O ministro da Justiça, Tarso Genro, confirmou nesta segunda-feira que a Polícia Federal vai investigar somente o vazamento do conteúdo do dossiê sobre o uso de cartões corporativos no governo Fernando Henrique. As investigações não terão qualquer foco na apuração do responsável pela montagem do documento – feito para chantagear a oposição na CPI que investiga o uso dos cartões corporativos do governo Lula.

Segundo Genro, só existe um delito: a invasão dos computadores da Casa Civil para levantamentos das informações e a posterior publicação de dados sigilosos do ex-presidente, da ex-primeira-dama, Ruth Cardoso, e de ex-ministros da gestão tucana. Os mandantes do levantamento de dados ficarão imunes. “A PF vai investigar delitos e não situações políticas – estas quem investiga é a CPI. É o debate político entre oposição e governo. Não é essa a função da PF”, afirmou. Ele admitiu que a entrega do documento à imprensa sugere que tenha havido finalidade política na ação.

Abertura de Inquérito – Na manhã desta segunda-feira, o diretor-geral da PF, Luiz Fernando Corrêa, j[á havia revelado a fórmula de investigação, definida pela ministra-chefe da Casa Civil, Dilma Rousseff, em entrevistas na semana passada. “O foco é o vazamento, o que constitui um crime flagrante”, disse Corrêa.
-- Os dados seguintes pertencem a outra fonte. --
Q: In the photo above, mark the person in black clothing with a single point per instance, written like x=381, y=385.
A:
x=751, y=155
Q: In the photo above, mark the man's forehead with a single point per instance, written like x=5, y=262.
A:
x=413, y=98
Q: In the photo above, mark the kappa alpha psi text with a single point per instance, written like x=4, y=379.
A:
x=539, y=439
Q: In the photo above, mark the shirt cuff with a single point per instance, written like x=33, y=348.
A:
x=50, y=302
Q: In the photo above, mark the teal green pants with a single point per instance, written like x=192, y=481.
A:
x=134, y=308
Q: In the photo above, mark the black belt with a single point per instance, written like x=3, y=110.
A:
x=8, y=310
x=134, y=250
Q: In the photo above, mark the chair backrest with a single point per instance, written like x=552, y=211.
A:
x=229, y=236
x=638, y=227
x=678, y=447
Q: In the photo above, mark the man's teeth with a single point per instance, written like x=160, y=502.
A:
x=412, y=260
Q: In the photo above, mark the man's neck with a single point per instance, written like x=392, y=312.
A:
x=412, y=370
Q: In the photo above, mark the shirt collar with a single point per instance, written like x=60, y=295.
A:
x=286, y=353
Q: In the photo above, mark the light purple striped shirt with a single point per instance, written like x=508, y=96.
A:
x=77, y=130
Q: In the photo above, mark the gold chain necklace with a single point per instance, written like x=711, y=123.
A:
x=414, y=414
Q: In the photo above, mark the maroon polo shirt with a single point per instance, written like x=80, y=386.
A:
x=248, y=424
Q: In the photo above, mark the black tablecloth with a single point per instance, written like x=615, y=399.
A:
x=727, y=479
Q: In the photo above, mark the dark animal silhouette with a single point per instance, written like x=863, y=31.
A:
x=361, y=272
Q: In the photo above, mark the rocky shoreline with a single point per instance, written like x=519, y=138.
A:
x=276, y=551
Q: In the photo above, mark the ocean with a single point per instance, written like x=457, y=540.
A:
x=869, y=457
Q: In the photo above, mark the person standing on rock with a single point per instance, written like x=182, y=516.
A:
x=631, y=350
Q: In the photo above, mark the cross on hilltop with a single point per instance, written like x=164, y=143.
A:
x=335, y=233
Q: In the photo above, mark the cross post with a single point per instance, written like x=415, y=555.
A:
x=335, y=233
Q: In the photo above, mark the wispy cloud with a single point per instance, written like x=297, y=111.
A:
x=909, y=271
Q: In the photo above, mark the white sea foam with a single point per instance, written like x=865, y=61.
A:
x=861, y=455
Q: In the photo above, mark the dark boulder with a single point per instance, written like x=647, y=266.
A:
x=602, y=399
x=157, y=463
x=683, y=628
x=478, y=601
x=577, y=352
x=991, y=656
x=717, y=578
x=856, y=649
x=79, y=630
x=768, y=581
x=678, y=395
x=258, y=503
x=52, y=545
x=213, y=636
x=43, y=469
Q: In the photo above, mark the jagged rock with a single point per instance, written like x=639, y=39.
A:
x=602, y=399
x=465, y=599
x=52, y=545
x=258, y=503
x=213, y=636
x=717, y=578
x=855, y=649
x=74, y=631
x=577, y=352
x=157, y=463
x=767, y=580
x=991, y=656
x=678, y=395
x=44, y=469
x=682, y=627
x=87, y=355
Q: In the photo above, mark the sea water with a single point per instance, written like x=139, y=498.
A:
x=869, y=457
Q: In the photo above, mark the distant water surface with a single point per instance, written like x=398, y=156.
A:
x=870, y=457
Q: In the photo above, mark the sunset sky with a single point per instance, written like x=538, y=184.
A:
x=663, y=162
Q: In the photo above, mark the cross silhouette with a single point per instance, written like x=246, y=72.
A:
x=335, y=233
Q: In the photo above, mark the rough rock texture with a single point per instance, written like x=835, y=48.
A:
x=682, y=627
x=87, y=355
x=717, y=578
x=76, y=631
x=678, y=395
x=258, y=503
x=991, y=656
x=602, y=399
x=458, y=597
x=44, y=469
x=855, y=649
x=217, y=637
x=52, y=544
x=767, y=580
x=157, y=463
Nova CPI – O caso também deve movimentar o Congresso nesta semana. Em entrevista ao jornal O Estado de S. Paulo, o presidente do Senado, Garibaldi Alves Filho (PMDB-RN), afirmou que não será obstáculo à instalação de nova CPI sobre o escândalo dos cartões só para senadores. A comissão mista, com maioria governista, bloqueia todas as tentativas de apuração. “Vou ler o requerimento e colaborar para instalar a comissão. Não se deve segurar CPI. Quem tiver de morrer de inanição que morra. E quem tiver o destino fatal que termine de se acabar.” O requerimento deve ser lido nesta terça. Garibaldi disse que ficaria “desmoralizado” se impedisse a abertura da CPI pela oposição. A base aliada ao governo tentava manobrar para impedir a segunda CPI.